Purgatorio

Una pena per chi è punito, un dolore per chi la commina
Nuccia Pessina

Giovedì scorso, nel corso dell’incontro fra il Gruppo della Trasgressione e l’Istituto Verri di Busto Arsizio,  ho sentito Jin Lai paragonare il carcere a un luogo di transito che può dare l’opportunità sia all’individuo sia alla società di riflettere sulle proprie imperfezioni e di giungere a una mediazione che possa costituire per entrambi una crescita. E allora non ho potuto fare a meno di pensare che anche nella Commedia dantesca esiste un luogo di transito in cui provare pena e riflettere per arrivare all’emancipazione: il Purgatorio.

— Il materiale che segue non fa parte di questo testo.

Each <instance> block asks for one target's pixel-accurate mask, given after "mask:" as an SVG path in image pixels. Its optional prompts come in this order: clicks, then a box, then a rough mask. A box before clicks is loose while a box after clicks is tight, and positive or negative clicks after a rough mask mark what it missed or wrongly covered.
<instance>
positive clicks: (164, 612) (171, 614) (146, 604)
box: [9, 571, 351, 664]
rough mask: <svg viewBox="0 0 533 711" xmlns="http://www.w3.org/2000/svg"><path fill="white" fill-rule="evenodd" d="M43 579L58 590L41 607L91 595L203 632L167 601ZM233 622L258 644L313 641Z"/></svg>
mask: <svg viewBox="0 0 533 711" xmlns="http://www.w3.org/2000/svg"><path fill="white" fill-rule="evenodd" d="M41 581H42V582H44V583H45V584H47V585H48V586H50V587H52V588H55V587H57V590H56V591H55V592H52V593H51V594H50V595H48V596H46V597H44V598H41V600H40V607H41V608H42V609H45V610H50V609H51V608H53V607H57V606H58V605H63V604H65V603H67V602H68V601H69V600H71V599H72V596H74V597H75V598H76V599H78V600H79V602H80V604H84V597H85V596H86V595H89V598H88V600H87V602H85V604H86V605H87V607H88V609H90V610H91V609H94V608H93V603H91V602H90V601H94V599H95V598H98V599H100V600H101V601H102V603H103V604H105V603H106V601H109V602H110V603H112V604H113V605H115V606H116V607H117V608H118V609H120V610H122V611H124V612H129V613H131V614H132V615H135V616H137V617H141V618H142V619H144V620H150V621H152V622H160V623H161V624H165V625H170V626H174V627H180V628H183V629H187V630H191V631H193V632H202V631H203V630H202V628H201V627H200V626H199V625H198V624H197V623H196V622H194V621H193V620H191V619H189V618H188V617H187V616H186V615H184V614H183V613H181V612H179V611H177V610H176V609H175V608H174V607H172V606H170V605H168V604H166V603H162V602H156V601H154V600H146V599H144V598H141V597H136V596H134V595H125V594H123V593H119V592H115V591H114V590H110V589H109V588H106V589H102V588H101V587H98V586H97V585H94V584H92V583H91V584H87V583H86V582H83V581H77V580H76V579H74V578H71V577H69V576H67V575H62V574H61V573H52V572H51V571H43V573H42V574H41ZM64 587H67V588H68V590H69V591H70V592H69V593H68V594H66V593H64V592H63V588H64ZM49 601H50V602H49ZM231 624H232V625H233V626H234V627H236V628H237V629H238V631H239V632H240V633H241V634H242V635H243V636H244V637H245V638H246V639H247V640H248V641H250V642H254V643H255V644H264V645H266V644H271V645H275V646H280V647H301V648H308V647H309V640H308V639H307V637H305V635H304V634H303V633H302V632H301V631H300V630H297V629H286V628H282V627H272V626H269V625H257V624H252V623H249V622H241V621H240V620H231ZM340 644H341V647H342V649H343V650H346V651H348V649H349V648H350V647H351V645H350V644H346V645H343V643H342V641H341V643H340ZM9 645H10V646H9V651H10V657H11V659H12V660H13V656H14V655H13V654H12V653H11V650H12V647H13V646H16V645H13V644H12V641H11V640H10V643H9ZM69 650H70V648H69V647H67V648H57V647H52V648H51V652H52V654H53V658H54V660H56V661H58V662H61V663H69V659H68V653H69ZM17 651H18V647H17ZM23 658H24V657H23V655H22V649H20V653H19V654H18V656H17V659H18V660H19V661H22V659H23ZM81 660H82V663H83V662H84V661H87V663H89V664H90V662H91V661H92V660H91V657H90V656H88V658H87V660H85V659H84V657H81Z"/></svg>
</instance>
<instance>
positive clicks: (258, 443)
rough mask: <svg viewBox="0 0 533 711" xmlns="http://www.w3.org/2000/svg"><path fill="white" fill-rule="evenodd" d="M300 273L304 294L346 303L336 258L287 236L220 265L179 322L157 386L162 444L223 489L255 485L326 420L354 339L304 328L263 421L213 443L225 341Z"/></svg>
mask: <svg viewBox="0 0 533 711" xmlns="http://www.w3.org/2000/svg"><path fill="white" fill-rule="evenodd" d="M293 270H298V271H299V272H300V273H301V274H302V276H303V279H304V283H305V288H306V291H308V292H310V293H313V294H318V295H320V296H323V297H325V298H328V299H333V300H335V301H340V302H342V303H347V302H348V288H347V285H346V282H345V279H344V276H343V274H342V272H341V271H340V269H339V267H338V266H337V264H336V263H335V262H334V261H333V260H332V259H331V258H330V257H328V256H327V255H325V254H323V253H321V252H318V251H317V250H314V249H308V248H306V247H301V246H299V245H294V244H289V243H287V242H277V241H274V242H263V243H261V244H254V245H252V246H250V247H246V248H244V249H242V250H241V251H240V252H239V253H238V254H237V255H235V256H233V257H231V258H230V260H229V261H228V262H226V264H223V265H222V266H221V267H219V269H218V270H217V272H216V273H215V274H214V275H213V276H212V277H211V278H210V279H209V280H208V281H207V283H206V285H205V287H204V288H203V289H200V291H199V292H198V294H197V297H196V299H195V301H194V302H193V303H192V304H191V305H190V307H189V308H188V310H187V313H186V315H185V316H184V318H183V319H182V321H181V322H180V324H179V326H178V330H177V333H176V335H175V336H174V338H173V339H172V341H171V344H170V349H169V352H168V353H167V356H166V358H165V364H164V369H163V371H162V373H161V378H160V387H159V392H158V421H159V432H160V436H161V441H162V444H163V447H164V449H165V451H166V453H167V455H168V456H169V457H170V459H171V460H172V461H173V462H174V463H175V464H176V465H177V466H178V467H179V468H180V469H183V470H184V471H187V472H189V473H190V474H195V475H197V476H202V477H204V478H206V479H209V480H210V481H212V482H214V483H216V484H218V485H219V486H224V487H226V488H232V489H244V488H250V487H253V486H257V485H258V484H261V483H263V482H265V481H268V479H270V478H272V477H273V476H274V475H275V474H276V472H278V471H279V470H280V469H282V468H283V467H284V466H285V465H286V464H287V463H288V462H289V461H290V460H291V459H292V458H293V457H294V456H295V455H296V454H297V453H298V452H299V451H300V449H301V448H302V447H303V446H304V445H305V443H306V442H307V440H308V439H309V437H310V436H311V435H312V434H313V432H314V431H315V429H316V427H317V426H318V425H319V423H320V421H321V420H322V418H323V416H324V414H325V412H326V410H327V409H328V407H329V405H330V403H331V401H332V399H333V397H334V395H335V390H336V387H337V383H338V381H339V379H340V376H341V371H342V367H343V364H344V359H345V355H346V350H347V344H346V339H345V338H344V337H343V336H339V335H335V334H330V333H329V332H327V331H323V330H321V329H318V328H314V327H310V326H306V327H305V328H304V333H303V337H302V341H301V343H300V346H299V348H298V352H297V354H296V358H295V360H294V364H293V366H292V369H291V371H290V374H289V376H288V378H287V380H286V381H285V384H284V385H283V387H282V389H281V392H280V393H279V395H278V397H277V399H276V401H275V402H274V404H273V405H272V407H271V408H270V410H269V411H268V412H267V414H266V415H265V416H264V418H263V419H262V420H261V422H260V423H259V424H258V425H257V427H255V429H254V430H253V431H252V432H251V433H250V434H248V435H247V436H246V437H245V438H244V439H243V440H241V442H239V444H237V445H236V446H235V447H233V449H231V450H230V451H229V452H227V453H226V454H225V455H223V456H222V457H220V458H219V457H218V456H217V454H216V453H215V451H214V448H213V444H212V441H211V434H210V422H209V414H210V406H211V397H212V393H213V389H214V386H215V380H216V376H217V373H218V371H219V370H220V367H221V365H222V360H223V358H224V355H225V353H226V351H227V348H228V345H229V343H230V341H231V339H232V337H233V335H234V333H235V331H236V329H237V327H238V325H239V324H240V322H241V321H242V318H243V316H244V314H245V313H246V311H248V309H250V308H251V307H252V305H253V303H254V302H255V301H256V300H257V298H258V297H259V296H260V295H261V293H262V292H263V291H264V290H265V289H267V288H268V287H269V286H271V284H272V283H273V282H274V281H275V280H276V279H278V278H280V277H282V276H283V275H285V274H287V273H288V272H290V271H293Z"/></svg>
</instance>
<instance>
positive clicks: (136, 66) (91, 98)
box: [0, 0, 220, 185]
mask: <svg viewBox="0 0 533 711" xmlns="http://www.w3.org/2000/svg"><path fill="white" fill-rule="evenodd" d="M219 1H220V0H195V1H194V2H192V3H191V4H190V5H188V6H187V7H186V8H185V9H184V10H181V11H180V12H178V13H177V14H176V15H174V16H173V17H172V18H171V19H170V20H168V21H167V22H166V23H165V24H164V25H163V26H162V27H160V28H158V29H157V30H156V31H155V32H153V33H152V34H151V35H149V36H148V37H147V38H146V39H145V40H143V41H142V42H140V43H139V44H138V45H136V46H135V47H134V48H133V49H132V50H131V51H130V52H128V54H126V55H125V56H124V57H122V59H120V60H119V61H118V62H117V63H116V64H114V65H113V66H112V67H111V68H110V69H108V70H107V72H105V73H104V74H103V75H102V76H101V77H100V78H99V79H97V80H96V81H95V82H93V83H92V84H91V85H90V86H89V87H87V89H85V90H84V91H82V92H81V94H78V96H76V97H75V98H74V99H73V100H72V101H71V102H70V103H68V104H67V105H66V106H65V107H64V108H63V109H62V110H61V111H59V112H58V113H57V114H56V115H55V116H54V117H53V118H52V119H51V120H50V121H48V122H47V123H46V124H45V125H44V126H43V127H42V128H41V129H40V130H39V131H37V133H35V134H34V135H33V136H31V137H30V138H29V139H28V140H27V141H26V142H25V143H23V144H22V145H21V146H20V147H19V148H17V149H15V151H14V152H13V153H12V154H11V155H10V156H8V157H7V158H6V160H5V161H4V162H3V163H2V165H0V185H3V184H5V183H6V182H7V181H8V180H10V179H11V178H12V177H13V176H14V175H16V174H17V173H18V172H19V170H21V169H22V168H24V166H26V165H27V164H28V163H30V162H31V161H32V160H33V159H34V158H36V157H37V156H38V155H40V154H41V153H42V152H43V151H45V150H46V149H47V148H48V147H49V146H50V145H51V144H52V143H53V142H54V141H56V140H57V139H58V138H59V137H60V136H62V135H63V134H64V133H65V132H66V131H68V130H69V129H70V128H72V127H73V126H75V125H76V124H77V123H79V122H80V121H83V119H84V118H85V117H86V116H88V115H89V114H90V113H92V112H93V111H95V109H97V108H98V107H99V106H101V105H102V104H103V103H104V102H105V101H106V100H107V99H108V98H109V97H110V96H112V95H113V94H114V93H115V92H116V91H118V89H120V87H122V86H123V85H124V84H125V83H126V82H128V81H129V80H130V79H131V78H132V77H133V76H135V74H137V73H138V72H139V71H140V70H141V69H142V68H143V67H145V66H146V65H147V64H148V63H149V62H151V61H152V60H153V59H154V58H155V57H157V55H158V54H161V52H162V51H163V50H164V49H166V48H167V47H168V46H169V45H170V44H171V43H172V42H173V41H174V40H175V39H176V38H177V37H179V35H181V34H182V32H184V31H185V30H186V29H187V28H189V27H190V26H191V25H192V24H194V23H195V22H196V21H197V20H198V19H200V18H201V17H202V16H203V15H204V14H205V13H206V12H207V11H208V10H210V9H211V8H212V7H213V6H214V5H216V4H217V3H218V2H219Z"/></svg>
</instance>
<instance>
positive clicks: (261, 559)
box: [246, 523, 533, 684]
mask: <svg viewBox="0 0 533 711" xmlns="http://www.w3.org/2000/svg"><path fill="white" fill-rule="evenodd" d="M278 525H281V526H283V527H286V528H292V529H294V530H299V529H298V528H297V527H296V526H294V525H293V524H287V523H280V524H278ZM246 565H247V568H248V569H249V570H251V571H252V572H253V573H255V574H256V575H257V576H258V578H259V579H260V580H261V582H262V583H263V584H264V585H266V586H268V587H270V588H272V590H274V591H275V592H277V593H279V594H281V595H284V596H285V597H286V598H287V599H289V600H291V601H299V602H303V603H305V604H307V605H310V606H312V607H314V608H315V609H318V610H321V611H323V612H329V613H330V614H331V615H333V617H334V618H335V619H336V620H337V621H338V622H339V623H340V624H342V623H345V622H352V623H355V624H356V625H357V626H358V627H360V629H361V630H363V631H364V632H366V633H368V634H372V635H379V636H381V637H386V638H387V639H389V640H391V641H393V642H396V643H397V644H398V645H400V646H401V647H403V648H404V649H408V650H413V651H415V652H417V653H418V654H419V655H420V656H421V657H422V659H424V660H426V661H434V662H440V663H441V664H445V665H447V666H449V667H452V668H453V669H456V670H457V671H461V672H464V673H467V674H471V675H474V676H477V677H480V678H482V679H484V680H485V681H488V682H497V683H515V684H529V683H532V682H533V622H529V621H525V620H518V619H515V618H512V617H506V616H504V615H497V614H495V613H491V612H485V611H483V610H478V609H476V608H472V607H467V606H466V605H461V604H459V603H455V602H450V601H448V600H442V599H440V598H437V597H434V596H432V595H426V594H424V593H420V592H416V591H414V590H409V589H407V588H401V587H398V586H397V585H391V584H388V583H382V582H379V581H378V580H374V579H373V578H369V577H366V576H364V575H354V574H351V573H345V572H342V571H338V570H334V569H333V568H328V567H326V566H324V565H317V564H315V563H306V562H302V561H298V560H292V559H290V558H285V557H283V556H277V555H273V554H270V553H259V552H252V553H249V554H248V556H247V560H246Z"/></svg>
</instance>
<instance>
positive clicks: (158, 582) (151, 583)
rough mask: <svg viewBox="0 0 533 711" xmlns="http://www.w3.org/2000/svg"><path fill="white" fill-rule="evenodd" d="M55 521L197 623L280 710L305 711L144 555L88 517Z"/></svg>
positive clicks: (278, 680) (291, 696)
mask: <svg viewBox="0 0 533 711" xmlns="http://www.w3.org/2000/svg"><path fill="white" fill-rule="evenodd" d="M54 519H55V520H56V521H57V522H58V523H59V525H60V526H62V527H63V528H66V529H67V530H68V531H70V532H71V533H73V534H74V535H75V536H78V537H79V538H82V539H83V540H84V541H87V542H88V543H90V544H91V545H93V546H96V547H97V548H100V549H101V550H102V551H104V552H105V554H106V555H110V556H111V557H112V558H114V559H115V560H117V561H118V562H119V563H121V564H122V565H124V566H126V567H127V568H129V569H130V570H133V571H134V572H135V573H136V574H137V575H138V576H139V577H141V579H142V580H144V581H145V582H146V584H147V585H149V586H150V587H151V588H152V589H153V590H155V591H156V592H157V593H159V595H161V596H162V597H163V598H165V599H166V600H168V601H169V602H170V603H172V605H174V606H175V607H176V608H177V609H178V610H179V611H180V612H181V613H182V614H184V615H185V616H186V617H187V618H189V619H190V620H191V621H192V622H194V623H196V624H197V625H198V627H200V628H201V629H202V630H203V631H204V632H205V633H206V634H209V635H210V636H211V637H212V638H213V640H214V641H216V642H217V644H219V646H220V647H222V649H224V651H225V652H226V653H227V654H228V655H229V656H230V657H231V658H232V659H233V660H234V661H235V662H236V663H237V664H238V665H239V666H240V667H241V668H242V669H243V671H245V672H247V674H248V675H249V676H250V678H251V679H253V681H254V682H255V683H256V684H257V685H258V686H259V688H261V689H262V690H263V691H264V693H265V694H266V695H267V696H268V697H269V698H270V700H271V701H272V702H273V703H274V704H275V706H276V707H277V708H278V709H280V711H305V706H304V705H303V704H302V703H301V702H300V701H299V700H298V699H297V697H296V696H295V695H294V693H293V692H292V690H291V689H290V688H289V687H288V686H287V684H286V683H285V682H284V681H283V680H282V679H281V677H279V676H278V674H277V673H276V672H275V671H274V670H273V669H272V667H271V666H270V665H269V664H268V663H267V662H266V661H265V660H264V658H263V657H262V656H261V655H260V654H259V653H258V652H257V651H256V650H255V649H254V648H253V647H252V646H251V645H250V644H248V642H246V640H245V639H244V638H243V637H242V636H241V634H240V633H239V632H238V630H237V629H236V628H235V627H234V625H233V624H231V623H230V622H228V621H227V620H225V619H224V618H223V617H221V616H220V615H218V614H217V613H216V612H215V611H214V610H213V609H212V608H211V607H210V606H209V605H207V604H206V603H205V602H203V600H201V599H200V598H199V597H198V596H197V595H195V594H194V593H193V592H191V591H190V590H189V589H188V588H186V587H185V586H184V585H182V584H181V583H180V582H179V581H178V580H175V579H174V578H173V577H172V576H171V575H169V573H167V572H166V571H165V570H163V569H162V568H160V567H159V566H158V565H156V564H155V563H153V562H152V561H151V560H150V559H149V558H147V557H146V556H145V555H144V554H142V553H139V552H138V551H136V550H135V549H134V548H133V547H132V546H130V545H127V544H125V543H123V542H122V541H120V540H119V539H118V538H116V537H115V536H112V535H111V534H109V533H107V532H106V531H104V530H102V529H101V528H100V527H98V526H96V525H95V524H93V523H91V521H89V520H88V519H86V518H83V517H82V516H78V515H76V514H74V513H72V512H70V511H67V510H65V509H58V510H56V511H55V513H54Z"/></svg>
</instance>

Il percorso è faticoso: prevede la scalata di una montagna; è lungo: ogni balza conquistata testimonia il superamento di un comportamento fallace, di una convinzione sbagliata, di un’inclinazione discutibile. La meta è il Paradiso: la felicità assoluta.

Le parole di un cinese sono a loro modo espressione dello stesso convincimento della religione cattolica, di cui la Commedia è un potente riflesso. Come è possibile? Forse, se questo accade, è perché in ogni parte del globo, qualsiasi sia la cultura, l’essere umano percepisce la sua esistenza come un transito e vede come meta la felicità.

Tale transito, diversamente dal carcere, è obbligatorio per tutti. Ma questa non è l’unica differenza: chi è in carcere ha una meta macroscopicamente riconoscibile, un riferimento certo, la fine della detenzione; chi vive da libero il riferimento lo deve cercare, individuare, costruire e, prima ancora, deve avvertirne la necessità in sé e per sé. Ma forse questa meta, non è solo una necessità e non solo un dovere, forse si tratta di un privilegio al quale per varie ragioni non tutti giungono.

Da ciò che ho sentito dire, molti detenuti non ci sono riusciti. Poiché le imperfezioni degli esseri viventi e delle relazioni da questi poste in atto sono molteplici e variegate e assumono le forme più diverse e spesso non sono né prevedibili né controllabili, le spinte regressive hanno avuto il sopravvento e si sono generati comportamenti deleteri.

Dunque è mancato qualcosa. O si sono imposte presenze non sopportabili. Quali le mancanze all’origine del percorso deviante? Sicuramente la mancanza di una guida autorevole. Un genitore, un insegnante, un allenatore, un prete, qualcuno che si accorge che esisti e che sei tu, proprio tu, diverso dagli altri; qualcuno che presta attenzione a te, proprio a te; qualcuno che dimostra di conoscerti e che ti dà il consiglio giusto, adatto a te. Altre mancanze poi possono segnare la strada: la mancanza d’amore, la mancanza di senso.

Le mancanze sono anelli che si congiungono e formano una catena che imprigiona la libertà morale dell’individuo, soprattutto se tra di essi manca l’anello della punizione. Non una punizione qualsiasi e a qualunque costo. La punizione giusta, adeguata allo sbaglio, comminata al momento giusto e da una persona amata. Una punizione che sia pena, che porti dentro di sé il concetto del risarcimento e del dolore provato da chi la subisce ma anche da chi la commina.

Solo da una punizione così scaturisce il senso morale, il concetto di giusto e sbagliato, il maggior avvicinamento possibile tra legge e giustizia, insomma l’introiezione della giustificazione della pena a garanzia del rispetto del diritto. Se questo non accade la sofferenza dilaga e nella percezione del soggetto diventa legittimazione ai suoi abusi e quasi viatico per il suo percorso deviante.